BERT-LID: Leveraging BERT to Improve Spoken Language Identification
This addresses a bottleneck in multilingual speech systems by enhancing accuracy for short-duration speech, though it is incremental as it adapts an existing method (BERT) to a specific domain.
The paper tackled the problem of poor performance in spoken language identification on short utterances (<=1s) by proposing BERT-LID, a BERT-based system that improved accuracy by 6.5% on long segments and 19.9% on short segments.

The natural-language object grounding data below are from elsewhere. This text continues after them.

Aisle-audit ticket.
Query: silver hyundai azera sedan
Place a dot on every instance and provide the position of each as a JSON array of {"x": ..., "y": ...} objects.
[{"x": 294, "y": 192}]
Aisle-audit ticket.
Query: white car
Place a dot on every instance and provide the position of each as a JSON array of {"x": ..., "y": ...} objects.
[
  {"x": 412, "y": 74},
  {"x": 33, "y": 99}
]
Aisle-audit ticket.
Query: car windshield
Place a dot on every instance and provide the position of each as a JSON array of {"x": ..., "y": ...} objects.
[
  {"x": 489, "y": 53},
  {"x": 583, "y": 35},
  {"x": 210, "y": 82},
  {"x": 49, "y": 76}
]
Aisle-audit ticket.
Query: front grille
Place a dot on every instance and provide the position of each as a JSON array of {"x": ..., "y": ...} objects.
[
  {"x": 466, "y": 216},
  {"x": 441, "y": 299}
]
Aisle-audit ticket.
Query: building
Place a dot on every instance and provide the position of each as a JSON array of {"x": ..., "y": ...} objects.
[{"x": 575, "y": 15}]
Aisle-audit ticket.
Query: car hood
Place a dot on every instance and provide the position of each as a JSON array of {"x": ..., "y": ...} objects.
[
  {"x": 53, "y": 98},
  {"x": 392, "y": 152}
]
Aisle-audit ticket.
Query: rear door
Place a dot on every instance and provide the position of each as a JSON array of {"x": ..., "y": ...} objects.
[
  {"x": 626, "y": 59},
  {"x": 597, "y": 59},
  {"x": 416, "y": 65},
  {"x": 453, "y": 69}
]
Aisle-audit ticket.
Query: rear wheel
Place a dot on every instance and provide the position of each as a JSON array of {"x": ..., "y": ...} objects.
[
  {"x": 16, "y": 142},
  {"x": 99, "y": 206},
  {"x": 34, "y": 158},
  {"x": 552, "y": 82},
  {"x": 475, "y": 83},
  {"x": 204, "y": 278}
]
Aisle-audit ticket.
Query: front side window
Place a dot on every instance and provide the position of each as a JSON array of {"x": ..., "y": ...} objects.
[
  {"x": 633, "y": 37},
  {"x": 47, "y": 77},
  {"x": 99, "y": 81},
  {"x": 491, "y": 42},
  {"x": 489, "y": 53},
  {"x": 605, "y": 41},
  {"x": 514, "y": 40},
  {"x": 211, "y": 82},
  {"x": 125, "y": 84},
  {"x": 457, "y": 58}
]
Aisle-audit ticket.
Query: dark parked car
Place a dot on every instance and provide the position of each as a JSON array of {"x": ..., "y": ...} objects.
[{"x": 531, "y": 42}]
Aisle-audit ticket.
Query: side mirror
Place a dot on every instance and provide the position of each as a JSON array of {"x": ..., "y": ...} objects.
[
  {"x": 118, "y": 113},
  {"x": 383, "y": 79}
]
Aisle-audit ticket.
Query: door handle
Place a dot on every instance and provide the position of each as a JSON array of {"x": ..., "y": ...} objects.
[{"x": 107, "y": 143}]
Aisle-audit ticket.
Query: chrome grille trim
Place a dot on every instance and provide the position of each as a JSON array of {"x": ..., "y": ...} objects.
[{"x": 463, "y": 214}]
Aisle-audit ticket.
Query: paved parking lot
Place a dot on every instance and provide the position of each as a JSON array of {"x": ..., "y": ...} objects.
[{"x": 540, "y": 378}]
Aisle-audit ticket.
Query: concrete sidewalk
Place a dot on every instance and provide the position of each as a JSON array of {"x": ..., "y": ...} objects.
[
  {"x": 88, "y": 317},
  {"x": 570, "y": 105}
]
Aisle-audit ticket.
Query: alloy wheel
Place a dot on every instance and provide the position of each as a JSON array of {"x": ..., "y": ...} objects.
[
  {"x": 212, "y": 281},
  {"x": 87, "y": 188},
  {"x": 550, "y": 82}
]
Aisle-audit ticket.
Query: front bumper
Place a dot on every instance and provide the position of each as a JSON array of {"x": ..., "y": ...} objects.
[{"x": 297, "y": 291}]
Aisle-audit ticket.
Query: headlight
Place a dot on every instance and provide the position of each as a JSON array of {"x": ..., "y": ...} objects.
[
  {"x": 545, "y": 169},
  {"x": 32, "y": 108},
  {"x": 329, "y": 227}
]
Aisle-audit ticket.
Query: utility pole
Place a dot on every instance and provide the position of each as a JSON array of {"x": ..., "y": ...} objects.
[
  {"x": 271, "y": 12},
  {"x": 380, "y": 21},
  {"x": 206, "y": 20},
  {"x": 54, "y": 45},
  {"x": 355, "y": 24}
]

Language identification is the task of automatically determining the identity of a language conveyed by a spoken segment. It has a profound impact on the multilingual interoperability of an intelligent speech system. Despite language identification attaining high accuracy on medium or long utterances(>3s), the performance on short utterances (<=1s) is still far from satisfactory. We propose a BERT-based language identification system (BERT-LID) to improve language identification performance, especially on short-duration speech segments. We extend the original BERT model by taking the phonetic posteriorgrams (PPG) derived from the front-end phone recognizer as input. Then we deployed the optimal deep classifier followed by it for language identification. Our BERT-LID model can improve the baseline accuracy by about 6.5% on long-segment identification and 19.9% on short-segment identification, demonstrating our BERT-LID's effectiveness to language identification.